= MacGregor Knox =

American historian

MacGregor Knox is an American historian of 20th-century Europe, and was from 1994 to 2010 the Stevenson Professor of International History at the London School of Economics. He is the son of the British-born classical scholar and historian Bernard Knox and the novelist Bianca Van Orden.

Knox was educated at Harvard University, graduating with a BA in 1967. He did his graduate studies at Yale University, receiving an MA and PhD in 1977. Between Harvard and Yale he served in the United States Army, including a tour of duty in Vietnam in 1969 as a rifle platoon commander with the 173rd Airborne Brigade. He taught at the University of Rochester before moving to his current post.

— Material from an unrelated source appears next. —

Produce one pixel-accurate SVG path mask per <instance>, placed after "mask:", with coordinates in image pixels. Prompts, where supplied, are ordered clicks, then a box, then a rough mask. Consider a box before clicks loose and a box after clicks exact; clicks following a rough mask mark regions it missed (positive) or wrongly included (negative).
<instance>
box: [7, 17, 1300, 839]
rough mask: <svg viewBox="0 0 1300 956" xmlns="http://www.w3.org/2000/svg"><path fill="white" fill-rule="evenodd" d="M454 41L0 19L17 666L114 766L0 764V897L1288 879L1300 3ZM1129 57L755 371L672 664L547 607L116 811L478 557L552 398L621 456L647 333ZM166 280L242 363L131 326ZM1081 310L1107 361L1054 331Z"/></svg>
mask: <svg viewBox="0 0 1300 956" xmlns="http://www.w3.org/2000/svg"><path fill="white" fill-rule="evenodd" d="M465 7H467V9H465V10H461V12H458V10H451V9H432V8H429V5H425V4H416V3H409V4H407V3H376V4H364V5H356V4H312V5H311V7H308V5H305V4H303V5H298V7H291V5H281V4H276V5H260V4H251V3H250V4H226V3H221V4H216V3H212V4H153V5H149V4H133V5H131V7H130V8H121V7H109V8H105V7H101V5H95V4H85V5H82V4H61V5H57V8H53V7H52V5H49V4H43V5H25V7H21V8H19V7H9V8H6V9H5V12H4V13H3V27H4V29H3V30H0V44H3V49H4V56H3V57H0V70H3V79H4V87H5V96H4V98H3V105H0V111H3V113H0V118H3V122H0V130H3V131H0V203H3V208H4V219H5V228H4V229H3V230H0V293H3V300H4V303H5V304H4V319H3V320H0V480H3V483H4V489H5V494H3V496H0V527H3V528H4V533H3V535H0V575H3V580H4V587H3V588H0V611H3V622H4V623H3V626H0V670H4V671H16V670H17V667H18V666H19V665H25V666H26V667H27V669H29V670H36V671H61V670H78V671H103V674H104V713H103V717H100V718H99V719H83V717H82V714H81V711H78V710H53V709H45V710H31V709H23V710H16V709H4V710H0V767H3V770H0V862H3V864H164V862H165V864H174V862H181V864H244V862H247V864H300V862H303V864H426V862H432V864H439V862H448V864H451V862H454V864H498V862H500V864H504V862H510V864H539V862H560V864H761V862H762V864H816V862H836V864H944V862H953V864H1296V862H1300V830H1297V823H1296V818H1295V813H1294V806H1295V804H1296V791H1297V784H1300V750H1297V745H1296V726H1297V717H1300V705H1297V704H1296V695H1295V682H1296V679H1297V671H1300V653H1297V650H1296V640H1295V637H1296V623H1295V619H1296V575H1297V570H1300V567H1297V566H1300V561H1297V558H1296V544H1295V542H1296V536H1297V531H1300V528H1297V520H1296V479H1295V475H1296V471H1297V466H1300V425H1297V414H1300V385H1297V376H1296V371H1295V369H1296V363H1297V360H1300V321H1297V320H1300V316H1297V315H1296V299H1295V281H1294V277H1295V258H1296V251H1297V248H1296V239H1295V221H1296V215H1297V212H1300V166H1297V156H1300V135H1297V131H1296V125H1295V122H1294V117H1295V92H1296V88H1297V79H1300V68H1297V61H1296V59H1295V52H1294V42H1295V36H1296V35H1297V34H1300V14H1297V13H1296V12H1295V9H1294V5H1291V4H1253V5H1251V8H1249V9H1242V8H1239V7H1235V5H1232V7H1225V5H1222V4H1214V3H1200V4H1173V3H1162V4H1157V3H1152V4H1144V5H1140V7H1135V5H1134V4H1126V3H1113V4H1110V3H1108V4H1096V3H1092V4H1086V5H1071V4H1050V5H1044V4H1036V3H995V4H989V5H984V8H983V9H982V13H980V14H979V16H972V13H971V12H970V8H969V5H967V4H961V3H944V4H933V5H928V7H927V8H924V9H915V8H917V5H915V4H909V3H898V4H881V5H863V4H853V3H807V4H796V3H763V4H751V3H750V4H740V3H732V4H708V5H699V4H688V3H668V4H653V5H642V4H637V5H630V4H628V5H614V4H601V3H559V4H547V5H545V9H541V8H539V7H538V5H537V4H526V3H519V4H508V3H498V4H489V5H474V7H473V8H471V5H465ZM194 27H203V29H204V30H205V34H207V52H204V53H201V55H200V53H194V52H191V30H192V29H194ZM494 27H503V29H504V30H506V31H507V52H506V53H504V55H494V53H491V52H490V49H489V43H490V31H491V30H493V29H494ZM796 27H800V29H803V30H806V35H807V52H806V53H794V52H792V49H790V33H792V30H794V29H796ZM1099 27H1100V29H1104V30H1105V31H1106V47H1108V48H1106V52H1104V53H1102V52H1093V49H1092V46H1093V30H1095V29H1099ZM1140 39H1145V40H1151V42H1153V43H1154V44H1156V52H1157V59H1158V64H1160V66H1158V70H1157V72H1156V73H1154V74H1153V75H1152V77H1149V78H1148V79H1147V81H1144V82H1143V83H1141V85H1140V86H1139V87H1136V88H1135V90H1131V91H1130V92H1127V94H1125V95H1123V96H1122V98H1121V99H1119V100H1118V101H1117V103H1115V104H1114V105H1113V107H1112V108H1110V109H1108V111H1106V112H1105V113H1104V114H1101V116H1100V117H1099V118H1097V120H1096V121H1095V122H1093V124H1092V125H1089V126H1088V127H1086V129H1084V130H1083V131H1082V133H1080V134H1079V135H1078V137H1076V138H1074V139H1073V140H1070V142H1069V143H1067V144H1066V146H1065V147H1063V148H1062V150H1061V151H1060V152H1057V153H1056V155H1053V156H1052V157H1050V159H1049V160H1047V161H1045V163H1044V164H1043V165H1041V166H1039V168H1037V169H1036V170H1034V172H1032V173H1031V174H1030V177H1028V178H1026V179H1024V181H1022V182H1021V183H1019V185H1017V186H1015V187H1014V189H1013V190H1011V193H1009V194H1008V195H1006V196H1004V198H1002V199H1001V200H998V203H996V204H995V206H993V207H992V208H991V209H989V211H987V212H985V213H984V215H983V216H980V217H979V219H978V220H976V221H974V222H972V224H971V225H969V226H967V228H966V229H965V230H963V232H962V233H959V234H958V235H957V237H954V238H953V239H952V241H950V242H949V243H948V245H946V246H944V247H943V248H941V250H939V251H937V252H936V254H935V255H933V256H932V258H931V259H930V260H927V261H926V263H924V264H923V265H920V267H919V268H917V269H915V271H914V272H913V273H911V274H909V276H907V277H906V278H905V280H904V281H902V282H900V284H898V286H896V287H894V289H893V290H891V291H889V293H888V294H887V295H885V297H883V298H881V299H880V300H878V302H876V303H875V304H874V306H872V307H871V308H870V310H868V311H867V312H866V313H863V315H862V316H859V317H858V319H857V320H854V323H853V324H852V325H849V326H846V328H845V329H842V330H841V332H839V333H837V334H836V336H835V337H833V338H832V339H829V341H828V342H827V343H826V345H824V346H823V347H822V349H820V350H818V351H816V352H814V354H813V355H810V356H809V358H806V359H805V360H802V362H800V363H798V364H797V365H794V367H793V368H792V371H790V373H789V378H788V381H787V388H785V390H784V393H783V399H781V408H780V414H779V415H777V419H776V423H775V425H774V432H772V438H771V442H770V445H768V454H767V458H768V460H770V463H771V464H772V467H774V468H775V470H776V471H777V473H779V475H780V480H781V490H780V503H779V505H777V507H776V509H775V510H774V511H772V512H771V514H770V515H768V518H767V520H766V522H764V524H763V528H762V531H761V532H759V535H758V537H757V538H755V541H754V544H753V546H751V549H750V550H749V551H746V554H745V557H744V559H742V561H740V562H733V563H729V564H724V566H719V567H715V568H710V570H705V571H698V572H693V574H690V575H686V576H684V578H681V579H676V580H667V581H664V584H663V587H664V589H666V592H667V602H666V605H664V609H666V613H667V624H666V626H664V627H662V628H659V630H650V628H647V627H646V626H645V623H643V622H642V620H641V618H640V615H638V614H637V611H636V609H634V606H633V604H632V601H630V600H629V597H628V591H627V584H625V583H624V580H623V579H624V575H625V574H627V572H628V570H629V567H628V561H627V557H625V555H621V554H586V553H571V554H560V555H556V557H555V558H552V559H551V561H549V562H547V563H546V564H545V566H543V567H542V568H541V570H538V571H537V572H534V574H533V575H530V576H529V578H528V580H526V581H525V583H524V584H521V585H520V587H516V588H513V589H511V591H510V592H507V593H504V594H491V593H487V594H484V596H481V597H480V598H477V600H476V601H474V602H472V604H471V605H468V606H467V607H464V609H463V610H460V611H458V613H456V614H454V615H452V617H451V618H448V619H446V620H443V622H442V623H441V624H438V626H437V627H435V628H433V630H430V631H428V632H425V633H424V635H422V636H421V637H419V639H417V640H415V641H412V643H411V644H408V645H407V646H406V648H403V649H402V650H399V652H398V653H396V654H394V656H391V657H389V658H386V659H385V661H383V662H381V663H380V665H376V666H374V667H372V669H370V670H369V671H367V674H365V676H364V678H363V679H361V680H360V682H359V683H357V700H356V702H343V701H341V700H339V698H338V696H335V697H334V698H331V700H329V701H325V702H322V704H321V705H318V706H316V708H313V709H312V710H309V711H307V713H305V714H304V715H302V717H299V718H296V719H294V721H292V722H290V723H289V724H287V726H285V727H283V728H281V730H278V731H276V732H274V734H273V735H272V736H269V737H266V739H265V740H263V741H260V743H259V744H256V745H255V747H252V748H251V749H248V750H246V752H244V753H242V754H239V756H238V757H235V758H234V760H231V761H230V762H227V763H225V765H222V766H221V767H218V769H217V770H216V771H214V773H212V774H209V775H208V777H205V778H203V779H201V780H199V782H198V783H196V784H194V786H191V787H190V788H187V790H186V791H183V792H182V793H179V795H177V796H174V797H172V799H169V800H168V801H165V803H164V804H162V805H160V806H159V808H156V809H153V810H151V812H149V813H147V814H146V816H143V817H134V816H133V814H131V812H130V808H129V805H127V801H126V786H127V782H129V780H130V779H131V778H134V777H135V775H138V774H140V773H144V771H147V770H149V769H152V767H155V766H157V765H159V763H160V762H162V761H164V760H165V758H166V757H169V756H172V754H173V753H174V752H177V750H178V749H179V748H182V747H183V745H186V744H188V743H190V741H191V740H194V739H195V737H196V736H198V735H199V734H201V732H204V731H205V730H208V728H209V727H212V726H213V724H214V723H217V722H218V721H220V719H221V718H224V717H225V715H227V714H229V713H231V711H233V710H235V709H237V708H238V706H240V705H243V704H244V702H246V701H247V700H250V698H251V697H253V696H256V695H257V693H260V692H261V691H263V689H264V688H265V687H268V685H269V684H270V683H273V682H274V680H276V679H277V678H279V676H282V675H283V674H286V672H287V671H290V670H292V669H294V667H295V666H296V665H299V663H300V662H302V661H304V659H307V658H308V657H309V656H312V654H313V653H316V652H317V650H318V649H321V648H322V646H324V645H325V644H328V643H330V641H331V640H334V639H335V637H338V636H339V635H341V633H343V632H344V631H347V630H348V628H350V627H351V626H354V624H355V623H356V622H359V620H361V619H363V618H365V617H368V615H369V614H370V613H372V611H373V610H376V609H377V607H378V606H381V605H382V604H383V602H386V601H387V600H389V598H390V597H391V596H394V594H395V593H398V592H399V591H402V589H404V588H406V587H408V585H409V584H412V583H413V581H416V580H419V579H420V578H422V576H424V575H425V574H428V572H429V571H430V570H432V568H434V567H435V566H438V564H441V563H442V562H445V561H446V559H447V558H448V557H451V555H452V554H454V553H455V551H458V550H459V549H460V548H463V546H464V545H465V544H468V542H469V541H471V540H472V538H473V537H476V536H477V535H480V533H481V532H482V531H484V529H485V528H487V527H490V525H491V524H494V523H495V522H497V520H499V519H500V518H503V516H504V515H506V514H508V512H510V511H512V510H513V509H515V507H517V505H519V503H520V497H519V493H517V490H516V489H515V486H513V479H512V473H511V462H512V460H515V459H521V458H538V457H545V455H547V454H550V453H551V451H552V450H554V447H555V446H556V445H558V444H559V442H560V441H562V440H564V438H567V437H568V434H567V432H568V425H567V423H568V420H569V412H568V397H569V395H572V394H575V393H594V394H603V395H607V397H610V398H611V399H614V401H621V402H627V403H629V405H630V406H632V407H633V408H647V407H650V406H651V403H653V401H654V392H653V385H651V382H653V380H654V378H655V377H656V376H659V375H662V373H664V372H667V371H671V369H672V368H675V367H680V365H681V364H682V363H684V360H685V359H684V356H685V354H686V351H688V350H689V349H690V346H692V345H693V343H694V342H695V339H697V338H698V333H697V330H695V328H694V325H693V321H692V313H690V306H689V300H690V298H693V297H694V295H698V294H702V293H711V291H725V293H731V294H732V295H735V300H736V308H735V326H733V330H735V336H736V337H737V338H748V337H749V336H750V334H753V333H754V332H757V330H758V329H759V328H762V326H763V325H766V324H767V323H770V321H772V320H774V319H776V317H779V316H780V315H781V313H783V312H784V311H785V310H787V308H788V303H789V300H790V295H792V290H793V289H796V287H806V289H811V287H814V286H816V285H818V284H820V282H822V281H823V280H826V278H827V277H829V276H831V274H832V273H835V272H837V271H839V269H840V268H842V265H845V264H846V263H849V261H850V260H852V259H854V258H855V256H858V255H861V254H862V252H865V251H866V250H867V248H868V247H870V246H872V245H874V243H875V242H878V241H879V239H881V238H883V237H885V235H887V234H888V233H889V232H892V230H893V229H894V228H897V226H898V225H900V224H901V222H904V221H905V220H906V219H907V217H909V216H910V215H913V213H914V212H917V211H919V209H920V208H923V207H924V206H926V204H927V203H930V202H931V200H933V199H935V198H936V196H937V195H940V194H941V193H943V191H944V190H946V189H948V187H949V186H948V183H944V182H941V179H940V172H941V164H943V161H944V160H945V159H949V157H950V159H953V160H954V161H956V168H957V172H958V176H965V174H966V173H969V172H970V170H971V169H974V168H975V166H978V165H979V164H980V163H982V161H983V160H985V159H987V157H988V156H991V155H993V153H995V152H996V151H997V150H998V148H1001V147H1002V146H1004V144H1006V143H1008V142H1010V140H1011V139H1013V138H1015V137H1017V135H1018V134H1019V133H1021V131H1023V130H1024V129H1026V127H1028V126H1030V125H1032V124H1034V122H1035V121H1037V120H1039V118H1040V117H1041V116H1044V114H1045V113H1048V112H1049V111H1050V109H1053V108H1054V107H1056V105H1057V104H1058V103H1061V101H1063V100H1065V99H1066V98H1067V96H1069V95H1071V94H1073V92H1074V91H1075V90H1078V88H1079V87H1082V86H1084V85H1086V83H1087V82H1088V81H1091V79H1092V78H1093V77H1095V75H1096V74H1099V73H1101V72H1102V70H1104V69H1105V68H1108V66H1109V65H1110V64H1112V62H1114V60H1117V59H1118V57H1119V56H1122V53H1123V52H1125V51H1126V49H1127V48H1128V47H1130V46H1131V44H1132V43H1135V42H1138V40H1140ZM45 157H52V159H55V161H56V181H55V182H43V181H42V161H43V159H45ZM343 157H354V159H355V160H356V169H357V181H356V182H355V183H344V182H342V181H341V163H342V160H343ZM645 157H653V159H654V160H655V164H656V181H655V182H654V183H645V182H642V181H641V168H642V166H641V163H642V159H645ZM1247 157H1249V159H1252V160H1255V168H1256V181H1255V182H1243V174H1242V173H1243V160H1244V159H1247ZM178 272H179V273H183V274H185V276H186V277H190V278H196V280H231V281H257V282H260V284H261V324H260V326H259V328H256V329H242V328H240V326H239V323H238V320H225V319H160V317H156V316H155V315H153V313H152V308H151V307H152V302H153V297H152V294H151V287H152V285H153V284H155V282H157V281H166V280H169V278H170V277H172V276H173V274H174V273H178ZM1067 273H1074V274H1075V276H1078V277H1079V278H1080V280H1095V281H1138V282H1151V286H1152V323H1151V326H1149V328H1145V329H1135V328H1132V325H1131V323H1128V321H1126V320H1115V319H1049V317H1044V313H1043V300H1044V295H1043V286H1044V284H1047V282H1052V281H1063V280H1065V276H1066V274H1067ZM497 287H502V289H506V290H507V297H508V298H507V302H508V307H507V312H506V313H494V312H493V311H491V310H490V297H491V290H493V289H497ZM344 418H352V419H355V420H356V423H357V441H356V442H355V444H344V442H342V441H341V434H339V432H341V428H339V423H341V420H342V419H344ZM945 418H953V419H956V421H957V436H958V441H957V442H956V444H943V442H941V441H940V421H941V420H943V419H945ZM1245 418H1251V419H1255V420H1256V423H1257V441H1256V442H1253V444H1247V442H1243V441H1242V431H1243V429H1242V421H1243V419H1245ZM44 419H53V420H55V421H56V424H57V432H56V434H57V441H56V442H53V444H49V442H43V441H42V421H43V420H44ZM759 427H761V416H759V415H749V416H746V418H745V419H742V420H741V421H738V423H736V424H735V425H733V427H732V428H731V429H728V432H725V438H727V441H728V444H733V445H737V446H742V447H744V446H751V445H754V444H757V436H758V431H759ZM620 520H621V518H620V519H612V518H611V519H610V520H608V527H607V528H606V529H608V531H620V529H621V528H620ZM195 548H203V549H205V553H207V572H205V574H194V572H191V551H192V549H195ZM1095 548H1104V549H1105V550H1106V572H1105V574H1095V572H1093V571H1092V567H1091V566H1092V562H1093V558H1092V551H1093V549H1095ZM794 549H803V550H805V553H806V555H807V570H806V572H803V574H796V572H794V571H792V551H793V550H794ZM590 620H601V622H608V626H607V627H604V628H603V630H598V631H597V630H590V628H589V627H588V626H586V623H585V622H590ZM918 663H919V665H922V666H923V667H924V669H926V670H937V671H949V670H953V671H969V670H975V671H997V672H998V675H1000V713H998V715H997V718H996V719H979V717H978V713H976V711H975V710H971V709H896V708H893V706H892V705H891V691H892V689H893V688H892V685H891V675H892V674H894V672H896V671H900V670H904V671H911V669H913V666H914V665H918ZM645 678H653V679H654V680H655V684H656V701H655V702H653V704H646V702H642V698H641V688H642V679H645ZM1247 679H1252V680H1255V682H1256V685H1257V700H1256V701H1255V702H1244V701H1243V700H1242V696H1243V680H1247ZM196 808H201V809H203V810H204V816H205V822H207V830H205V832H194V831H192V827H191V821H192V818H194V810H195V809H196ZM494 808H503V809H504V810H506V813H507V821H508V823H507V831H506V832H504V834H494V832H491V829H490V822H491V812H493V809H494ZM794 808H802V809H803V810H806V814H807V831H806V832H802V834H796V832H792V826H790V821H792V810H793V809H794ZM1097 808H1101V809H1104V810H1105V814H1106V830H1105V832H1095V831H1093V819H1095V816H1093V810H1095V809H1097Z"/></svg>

As a historian, Knox has specialized in the political, military and diplomatic history of Europe in the late 19th and 20th centuries, focusing on the two world wars and the emergence of dictatorship in the 1920s and 1930s. His first book, Mussolini Unleashed won the 1982 George Louis Beer Prize of the American Historical Association. He is fluent in French, Italian and German.

Knox's most recent work, To the Threshold of Power, is a comparative study of the rise of Benito Mussolini and Fascism in Italy with that of Adolf Hitler and National Socialism in Germany. Knox argues that the origins of both dictatorships can be found in the late development of both countries as united states, their shared sense of grievance against the established European powers, Britain and France, and their common sense of frustration at the outcome of World War I (Germany's sense of undeserved defeat, and Italy's sense of unrewarded victory). He rejects Marxist views that Fascism and National Socialism were agents of, or represented the interests of, capitalism or big business, and he is highly critical of both the Italian Socialist Party and the Communist Party of Germany, whose revolutionary rhetoric, he argues, provoked middle-class support for Fascism and National Socialism. On the other hand, he argues that the leadership of the Social Democratic Party of Germany, from Friedrich Ebert to Otto Braun, was the strongest pillar of German democracy under the Weimar Republic. He sees the failure of democracy in Italy and Germany as ultimately caused by the desire of the armies in both countries for an authoritarian regime that would suppress the parties of the left and allow rearmament, and a foreign policy that would reverse the verdicts of 1918.

==Books==
- Mussolini Unleashed, 1939-1941: Politics and Strategy in Fascist Italy's Last War. Cambridge University Press, 1982.
- German Nationalism and the European Response, 1890-1945. With Carole Fink and Isabel V. Hull. University of Oklahoma Press, 1985.
- Hitler's Italian Allies: Royal Armed Forces, Fascist Regime, and the War of 1940-43. Cambridge University Press, 2000.
- Common Destiny: Dictatorship, Foreign Policy, and War in Fascist Italy and Nazi Germany. Cambridge University Press, 2000.
- The Dynamics of Military Revolution, 1300-2050. With Williamson R. Murray. Cambridge University Press, 2001.
- Destino comune. Dittatura, politica estera e guerra nell'Italia fascista e nella Germania nazista. Giulio Einaudi Editore, 2003.
- "Fascism: Ideology, Foreign Policy, and War." Liberal and Fascist Italy: 1900-1945. Adrian Lyttelton, ed. Oxford University Press, 2003.
- To the Threshold of Power, 1922/33: Origins and Dynamics of the Fascist and National Socialist Dictatorships, vol. 1. Cambridge University Press, 2007.